One of the things I collect images of for my scrapbook is buildings I like the look of – doesn’t matter if it’s a one-room cottage or a vast palace complex, if I like it, I stick it in there. (I also like browsing real estate magazines for the perfect house, secure in the knowledge that it doesn’t exist and I will therefore never have to worry about how to pay for it.)
There was one picture, however, which I thought long and hard about before including in my scrapbook. It was from a magazine – the travel section. A handsome two-story brick building glows in the warm light of an autumn day. A large tree opposite the building balances it and reflects the autumn colouring. A large wrought-iron gateway stands in the foreground. It looks spacious and idyllic.
The fence seems a bit out of place here. Tall grey fence-posts, bent in at the top, wrapped in barbed wire. There are letters in the wrought-iron archway. They spell ARBEIT MACHT FREI – work makes you free.
This is the entrance to Auschwitz. Over a million people walked in those gates who never walked out again.

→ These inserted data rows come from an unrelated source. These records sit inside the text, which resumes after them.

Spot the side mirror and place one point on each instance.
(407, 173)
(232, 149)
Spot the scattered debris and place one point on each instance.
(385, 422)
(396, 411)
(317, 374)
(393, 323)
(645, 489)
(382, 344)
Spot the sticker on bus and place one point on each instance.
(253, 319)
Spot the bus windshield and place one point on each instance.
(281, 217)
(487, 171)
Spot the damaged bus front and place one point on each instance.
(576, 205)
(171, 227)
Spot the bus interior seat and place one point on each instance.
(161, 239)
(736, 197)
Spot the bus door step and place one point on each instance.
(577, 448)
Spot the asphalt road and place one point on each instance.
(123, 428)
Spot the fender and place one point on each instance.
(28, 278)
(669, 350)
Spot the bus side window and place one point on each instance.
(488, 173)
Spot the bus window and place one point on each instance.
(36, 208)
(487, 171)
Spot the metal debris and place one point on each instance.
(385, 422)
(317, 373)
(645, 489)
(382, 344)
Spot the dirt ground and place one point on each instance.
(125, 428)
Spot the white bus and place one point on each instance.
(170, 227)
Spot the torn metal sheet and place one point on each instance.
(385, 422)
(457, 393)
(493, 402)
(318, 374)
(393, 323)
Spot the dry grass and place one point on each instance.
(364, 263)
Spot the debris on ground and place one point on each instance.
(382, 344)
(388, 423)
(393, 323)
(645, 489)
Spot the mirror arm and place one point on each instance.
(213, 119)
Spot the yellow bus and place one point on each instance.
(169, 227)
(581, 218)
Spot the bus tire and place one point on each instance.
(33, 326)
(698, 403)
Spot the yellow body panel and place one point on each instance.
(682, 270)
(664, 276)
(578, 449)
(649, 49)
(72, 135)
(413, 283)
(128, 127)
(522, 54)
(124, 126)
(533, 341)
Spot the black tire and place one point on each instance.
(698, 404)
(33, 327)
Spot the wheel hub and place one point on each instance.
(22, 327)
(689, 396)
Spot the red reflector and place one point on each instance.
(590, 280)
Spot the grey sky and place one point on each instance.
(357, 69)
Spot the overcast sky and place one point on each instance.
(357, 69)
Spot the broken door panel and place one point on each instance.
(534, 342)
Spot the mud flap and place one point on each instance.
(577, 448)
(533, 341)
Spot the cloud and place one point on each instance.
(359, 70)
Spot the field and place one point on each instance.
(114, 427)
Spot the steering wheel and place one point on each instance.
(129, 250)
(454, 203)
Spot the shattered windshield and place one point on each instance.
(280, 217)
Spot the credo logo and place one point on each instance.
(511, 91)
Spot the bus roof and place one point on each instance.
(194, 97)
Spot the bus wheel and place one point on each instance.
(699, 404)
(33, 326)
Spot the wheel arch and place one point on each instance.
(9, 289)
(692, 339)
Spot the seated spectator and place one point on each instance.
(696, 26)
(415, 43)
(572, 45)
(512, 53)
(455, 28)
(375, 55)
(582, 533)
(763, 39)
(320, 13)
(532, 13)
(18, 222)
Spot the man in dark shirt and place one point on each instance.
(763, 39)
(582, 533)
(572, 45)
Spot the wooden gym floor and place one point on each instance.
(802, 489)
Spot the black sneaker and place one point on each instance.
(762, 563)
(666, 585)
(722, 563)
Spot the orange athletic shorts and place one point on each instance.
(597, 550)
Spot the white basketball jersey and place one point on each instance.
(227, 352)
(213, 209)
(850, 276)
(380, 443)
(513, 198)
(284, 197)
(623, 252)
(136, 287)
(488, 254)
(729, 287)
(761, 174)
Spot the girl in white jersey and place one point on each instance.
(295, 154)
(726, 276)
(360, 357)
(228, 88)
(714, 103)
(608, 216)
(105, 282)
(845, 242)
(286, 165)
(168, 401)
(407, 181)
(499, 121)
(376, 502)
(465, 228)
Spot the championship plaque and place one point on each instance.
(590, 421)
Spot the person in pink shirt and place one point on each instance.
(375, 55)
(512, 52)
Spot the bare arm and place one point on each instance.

But I put this picture in my scrapbook, all the same. I keep it there to remind me that looks can be deceiving, that the foulest evil can present the fairest face, and that the most handsome of buildings can nonetheless stand at the mouth of hell.
It reminds me not to place too much stock in what the home of my dreams might look like. For in truth, what we desire above all else for our home is something no cut-and-pasted clipping can display: to live in peace, loving and loved.